In Darch, Baillie, and Gillison (2017), it was established that being knowledgeable and innovative was key personal attributes required for nurses to serve as effectively role models of healthy behaviors and consequently help in curbing mortalities and morbidities associated with smoking and obesity. Therefore, it is imperative that nurses are equipped with the prerequisite knowledge on interpersonal skills, and obesity and smoking. This will build their self-confidence and self-image which the study established were also critical in being nurse role models (Darch, Baillie & Gillison, 2017). As role models, nurses can only effectively be exemplars and champions of something they understand properly.

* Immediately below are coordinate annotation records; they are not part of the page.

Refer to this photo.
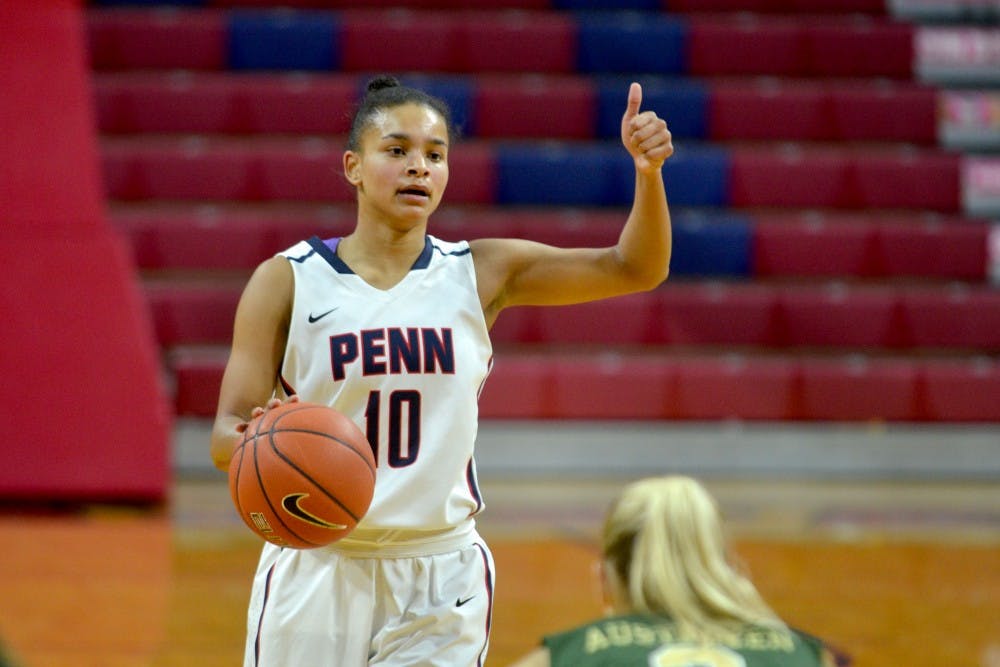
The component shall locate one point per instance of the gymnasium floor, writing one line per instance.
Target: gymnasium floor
(894, 569)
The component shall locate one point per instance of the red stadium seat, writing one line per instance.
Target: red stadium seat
(914, 248)
(839, 316)
(518, 388)
(735, 386)
(745, 44)
(629, 319)
(872, 7)
(309, 169)
(545, 41)
(743, 110)
(161, 39)
(198, 378)
(294, 103)
(164, 102)
(399, 40)
(716, 314)
(956, 317)
(165, 236)
(858, 46)
(748, 44)
(612, 386)
(961, 390)
(884, 110)
(859, 389)
(201, 312)
(473, 174)
(814, 245)
(803, 177)
(791, 177)
(903, 178)
(535, 106)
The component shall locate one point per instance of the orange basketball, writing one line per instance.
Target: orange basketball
(302, 476)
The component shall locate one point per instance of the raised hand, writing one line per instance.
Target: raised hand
(644, 134)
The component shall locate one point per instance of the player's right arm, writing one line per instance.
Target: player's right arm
(260, 333)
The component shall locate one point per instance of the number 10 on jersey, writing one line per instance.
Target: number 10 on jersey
(403, 425)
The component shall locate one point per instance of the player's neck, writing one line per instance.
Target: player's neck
(382, 257)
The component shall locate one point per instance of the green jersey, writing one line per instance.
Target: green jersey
(648, 641)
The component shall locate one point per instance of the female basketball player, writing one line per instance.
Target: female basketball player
(673, 599)
(390, 326)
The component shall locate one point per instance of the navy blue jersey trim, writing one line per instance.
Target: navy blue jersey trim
(425, 257)
(303, 257)
(454, 253)
(328, 254)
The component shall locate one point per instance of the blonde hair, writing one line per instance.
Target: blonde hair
(663, 537)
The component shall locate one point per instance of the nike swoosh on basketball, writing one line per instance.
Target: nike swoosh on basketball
(292, 504)
(316, 318)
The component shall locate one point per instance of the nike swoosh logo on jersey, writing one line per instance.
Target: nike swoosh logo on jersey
(293, 505)
(317, 318)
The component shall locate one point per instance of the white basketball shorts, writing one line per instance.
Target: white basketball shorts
(320, 608)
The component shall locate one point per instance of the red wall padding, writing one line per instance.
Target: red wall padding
(86, 416)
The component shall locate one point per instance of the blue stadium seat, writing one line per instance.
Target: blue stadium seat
(640, 42)
(283, 40)
(565, 173)
(711, 245)
(683, 103)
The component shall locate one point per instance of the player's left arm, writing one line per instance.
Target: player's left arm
(515, 272)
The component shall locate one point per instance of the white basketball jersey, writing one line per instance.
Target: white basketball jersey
(406, 364)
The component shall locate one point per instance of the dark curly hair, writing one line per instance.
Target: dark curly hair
(386, 92)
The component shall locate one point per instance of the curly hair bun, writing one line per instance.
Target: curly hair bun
(381, 83)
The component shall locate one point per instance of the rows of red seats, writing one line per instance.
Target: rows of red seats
(522, 105)
(475, 41)
(834, 315)
(852, 245)
(828, 156)
(268, 169)
(698, 387)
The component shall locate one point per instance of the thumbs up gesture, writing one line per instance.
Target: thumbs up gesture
(644, 134)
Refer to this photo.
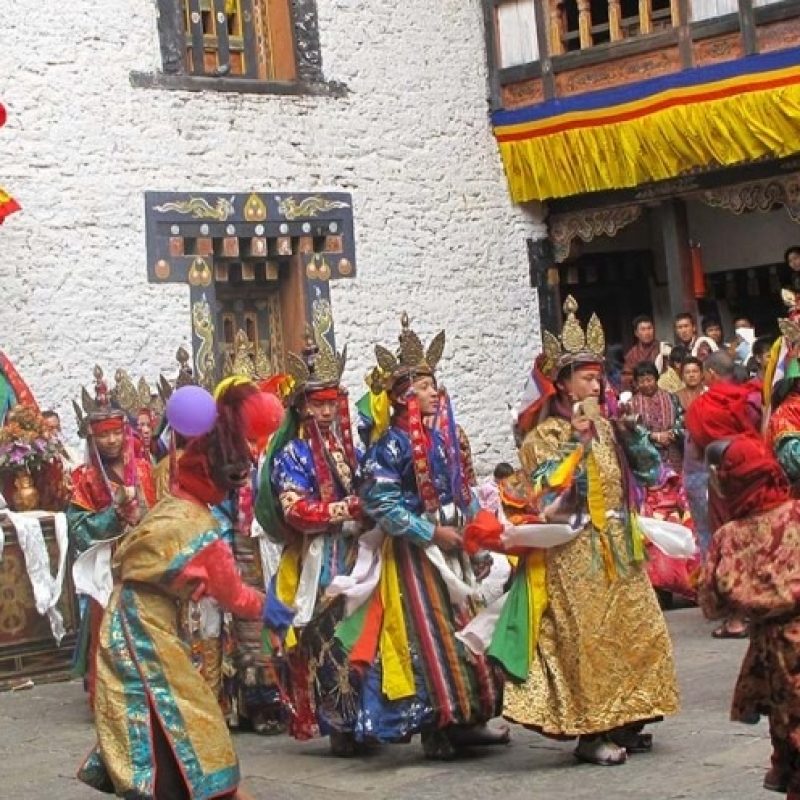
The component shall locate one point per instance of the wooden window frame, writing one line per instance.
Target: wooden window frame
(549, 65)
(272, 65)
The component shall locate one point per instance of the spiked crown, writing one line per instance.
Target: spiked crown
(97, 408)
(575, 346)
(410, 361)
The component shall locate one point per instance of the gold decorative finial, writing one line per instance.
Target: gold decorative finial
(574, 346)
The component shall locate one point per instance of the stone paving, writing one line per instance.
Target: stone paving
(45, 731)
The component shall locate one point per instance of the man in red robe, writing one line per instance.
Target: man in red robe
(724, 411)
(110, 494)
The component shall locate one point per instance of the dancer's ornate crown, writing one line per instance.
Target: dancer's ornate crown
(574, 346)
(411, 359)
(318, 367)
(97, 408)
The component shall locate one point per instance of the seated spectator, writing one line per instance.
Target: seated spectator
(671, 381)
(658, 412)
(712, 328)
(647, 347)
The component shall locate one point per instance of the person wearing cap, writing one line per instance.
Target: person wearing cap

Moreover, they can only teach and educate the public on healthy living and the dangers of obesity and smoking if they can internalize the knowledge and the ideas through proper training and availing of required materials. Besides, developing the nurses’ knowledge base on these health problems is critical in ensuring that they actively participate in the designing, monitoring and assessing of these healthy behaviors parameters and indicators. Policy development, which is also part of being role models calls for the development of nurses’ knowledge base on the problem and their role in curbing them.

A 2013 study by Kemppainen, Tossavainen, and Turunen on the role of nurses as health promoters established that various challenges at the organizational level face effective health promotion by nurses. Nurses’ health promotion competencies and expertise were hampered by organizational culture (Kemppainen, Tossavainen, & Turunen, 2013). Therefore, for effective delivery of this role in modeling expectation, there is need to realign organizational cultures towards promoting such expertise and competencies.


Smoking and obesity are health problems associated various morbidities and mortalities annually. The government spends billions of dollars annually on medical costs to cater for the needs of individuals affected by these problems. Obesity and smoking are associated with diseases such as cancer and various heart and liver diseases as well as psychological and physical problems including depression and movement. However, these morbidities, mortalities and economic losses are preventable through behavioral changes. Studies have shown that adoption of healthy living practices including physical exercises, quitting smoking, and healthy eating practices can go a long way in preventing these problems.

Health practitioners, due to their closeness to the patients and professional profile, can influence healthy behavioral changes that can help in stemming the widespread smoking and obesity in the globe. One of the largest professional groups with a huge potential of influencing these healthy behavioral changes is nurses. Nurses provide critical services in the sector which, if tapped efficiently, can extend beyond the professional expectations. In addition to their professional role as caregivers, nurses can also serve as role models of healthy behavior promotion. It is a role borne out societal expectations and founded on their professional duties. However, the ingraining of such a concept within nursing practice has been met with skepticism with some nurses terming such societal expectations as unrealistic. Moreover, the lack of enabling organizational culture has also hampered such efforts.

Therefore, it is imperative that health promotion in role modeling capabilities are promoted from a multidimensional perspective that targets various stakeholders involved in the problem. Changing the public perception of such roles and realigning organizational cultures can improve the effectiveness of nurses’ health promotion and role modeling. This will also improve their competencies and interpersonal skills as role models.